According to Oryx, a military blog tracking Russian losses, Moscow has lost more than 5,200 vehicles in the conflict – more than 3,300 of which have been destroyed.

Oryx counts losses through visual confirmations, meaning its numbers are considered the minimum number of vehicles destroyed.

While Russia has deployed Soviet-era tactics and military hardware, Ukraine has deployed smaller, more mobile units – to great effect – that can strike targets and quickly retreat from danger before the invaders can react.

Ukraine has also made effective use of U.S.-supplied weaponry, especially the High Mobility Artillery Rocket System (HIMARS), and Russia has taken a series of major blows as a result. It is believed HIMARS were used in the attacks on Crimea.

Russia’s defence ministry claimed the explosions at the ammunition depot were ‘a result of sabotage’.

An ammunition depot exploded in Crimea on Tuesday (pictured) just days after a series of explosions destroyed at least seven Russian warplanes at a nearby air force base

The explosions at the airbase on August 9, which killed one person and wounded 14, sent tourists fleeing in panic from a nearby beach as plumes of smoke snaked along the coastline

At least seven Russian fighter jets were destroyed and ammunition storage facilities were destroyed in the explosions on August 9. Pictured: Satellite images show the destroyed Russian aircraft at the Saki Air base  

The Crimean peninsula, which Russia annexed in 2014, is the main supply route for its forces in southern Ukraine and the base for its Black Sea fleet.

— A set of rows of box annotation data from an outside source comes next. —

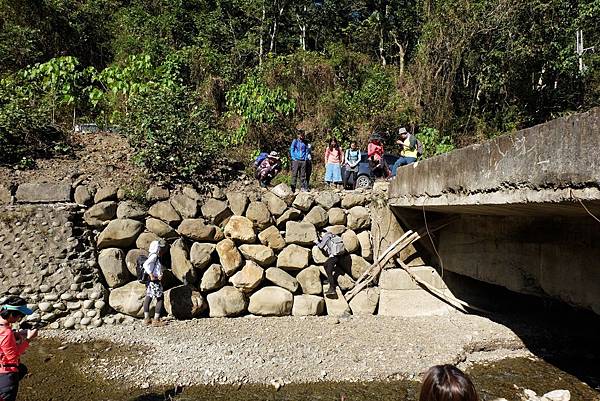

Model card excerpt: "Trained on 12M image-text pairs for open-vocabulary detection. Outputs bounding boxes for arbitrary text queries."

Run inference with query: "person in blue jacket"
[290,131,308,192]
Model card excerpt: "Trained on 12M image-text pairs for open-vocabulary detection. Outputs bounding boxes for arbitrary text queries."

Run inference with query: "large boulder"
[148,201,181,225]
[258,226,286,251]
[292,294,325,316]
[165,285,208,319]
[342,192,367,209]
[190,242,216,269]
[202,198,233,225]
[275,208,302,229]
[135,231,160,251]
[265,267,298,293]
[285,221,317,246]
[170,193,198,219]
[349,287,379,315]
[224,216,256,244]
[277,244,310,270]
[146,187,169,202]
[206,286,248,317]
[296,266,323,295]
[248,286,294,316]
[327,207,346,226]
[303,206,329,228]
[292,192,314,212]
[342,230,360,253]
[357,231,373,260]
[315,191,341,210]
[83,201,117,227]
[216,239,243,276]
[108,281,146,317]
[125,249,148,277]
[262,192,288,216]
[200,264,225,292]
[246,202,271,230]
[347,206,371,231]
[226,192,249,216]
[229,260,265,293]
[146,217,178,238]
[98,248,131,288]
[177,219,215,241]
[238,244,275,267]
[117,201,148,220]
[171,239,198,284]
[271,183,294,205]
[97,219,144,249]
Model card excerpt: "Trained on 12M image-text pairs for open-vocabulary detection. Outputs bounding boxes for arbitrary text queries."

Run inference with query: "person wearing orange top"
[0,297,37,401]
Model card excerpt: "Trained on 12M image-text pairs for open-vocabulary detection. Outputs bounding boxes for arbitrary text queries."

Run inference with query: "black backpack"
[135,255,150,284]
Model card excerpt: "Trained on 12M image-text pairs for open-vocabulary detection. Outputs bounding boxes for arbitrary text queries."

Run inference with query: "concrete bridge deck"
[389,108,600,313]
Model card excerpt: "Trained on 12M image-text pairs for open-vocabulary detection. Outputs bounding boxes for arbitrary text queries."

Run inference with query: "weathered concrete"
[392,108,600,314]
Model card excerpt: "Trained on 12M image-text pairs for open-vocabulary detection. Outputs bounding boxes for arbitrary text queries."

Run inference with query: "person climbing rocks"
[143,239,167,326]
[256,151,281,188]
[315,231,346,298]
[290,131,308,192]
[0,297,38,401]
[392,127,419,177]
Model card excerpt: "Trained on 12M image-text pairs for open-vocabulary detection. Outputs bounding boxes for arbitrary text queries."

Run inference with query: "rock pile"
[86,184,386,319]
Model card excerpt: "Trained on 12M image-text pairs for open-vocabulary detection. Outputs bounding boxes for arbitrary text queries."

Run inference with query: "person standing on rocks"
[290,131,308,192]
[0,297,38,401]
[143,240,167,326]
[419,365,479,401]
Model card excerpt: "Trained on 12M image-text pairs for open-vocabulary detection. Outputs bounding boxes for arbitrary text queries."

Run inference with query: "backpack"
[254,152,269,167]
[135,255,150,284]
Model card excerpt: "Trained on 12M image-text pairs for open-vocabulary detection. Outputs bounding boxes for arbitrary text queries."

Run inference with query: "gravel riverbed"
[42,312,529,388]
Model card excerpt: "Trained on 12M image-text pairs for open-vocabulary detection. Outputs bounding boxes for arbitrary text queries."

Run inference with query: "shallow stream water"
[19,339,600,401]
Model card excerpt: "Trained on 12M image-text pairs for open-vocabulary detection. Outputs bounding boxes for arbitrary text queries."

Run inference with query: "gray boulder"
[97,219,144,249]
[216,239,243,276]
[238,244,275,267]
[229,260,265,293]
[117,201,147,220]
[285,221,317,246]
[83,201,117,227]
[98,248,131,288]
[148,201,181,225]
[224,216,256,244]
[265,267,298,293]
[200,264,225,292]
[277,244,310,270]
[206,286,248,317]
[248,287,294,316]
[146,217,178,238]
[303,206,329,228]
[292,294,325,316]
[190,242,216,269]
[165,285,208,319]
[170,191,198,219]
[108,280,146,317]
[296,266,323,295]
[347,206,371,231]
[246,202,271,230]
[258,226,286,251]
[202,198,233,225]
[177,219,215,241]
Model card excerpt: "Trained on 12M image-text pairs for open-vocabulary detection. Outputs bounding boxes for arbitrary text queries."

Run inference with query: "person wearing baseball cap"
[0,297,38,401]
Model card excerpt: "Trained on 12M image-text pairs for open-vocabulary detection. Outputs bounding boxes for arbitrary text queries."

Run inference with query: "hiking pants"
[290,160,308,191]
[0,364,27,401]
[325,256,340,288]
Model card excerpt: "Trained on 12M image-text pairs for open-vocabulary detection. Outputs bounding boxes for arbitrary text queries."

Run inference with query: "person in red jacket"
[0,297,37,401]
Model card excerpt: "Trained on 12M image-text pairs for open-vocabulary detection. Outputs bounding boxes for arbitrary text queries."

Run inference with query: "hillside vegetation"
[0,0,600,181]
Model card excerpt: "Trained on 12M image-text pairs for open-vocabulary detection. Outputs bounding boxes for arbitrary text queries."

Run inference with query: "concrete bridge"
[389,108,600,314]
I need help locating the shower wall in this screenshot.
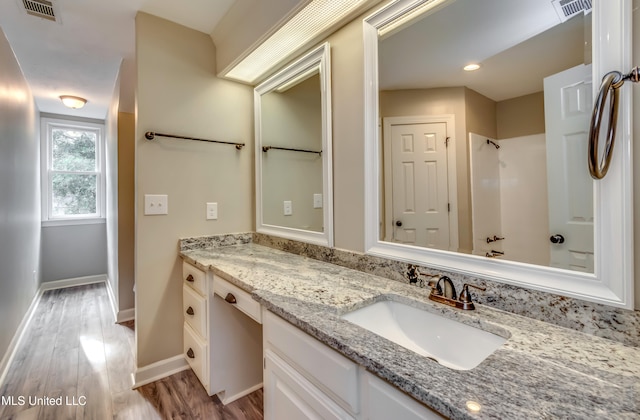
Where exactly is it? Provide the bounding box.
[469,134,549,265]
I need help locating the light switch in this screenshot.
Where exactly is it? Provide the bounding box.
[313,194,322,209]
[284,201,293,216]
[144,194,169,215]
[207,203,218,220]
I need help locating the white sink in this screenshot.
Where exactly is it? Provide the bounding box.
[342,300,507,370]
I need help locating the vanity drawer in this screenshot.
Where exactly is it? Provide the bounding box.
[183,323,209,389]
[182,262,207,296]
[182,285,208,339]
[213,275,262,324]
[263,310,359,413]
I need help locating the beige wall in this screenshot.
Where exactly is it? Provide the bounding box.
[135,13,254,367]
[118,112,136,310]
[623,0,640,310]
[0,28,40,360]
[328,19,365,251]
[104,67,120,314]
[496,92,546,139]
[380,87,476,252]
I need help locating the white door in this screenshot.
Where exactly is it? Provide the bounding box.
[544,64,594,272]
[386,122,450,250]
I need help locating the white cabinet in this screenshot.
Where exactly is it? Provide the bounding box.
[264,349,353,420]
[360,369,446,420]
[182,262,263,404]
[262,310,444,420]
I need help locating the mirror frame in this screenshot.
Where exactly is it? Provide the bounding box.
[363,0,634,309]
[253,42,333,247]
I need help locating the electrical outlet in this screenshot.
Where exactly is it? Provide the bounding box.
[284,201,293,216]
[144,194,169,215]
[313,194,322,209]
[207,203,218,220]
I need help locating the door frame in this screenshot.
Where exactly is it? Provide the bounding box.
[380,114,459,251]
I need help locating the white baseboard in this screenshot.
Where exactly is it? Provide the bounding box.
[0,288,43,389]
[131,354,189,389]
[40,274,107,292]
[105,277,136,324]
[116,308,136,323]
[217,382,262,405]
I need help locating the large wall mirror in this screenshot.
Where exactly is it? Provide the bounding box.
[364,0,633,308]
[254,44,333,246]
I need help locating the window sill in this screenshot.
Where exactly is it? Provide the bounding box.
[42,217,107,227]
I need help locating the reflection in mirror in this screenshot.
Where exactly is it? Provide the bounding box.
[254,44,333,245]
[363,0,633,308]
[378,0,594,273]
[260,69,323,232]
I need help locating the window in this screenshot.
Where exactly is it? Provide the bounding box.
[41,118,105,224]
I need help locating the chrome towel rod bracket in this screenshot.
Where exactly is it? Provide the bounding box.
[144,131,245,150]
[262,146,322,156]
[588,67,640,179]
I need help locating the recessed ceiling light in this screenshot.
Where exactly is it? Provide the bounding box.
[60,95,87,109]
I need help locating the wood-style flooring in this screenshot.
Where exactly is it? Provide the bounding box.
[0,283,263,420]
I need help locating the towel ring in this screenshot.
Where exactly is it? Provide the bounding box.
[588,67,640,179]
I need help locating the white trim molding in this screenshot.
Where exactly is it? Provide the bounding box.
[253,43,333,247]
[363,0,637,309]
[131,353,190,389]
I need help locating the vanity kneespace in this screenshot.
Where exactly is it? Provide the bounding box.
[182,262,262,404]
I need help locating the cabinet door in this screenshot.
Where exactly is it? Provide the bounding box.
[361,370,446,420]
[264,349,353,420]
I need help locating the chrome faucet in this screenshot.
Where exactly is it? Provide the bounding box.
[436,276,457,300]
[429,276,487,310]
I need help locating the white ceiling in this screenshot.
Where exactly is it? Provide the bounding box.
[0,0,582,119]
[0,0,234,119]
[379,0,590,101]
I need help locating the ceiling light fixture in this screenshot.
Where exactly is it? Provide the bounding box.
[224,0,366,84]
[378,0,456,38]
[60,95,87,109]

Ukraine did not confirm or deny responsibility for the explosions though its officials cheered Russia’s setbacks.

Presidential adviser Mykhailo Podolyak and chief of staff Andriy Yermak both exulted on social media at ‘demilitarisation’, an apparent mocking reference to the word Russia uses to justify its invasion.

Podolyak told Britain’s Guardian newspaper later that Ukraine’s strategy was to destroy Russian ‘logistics, supply lines and ammunition depots and other objects of military infrastructure.’

‘It’s creating a chaos within their own forces,’ he said.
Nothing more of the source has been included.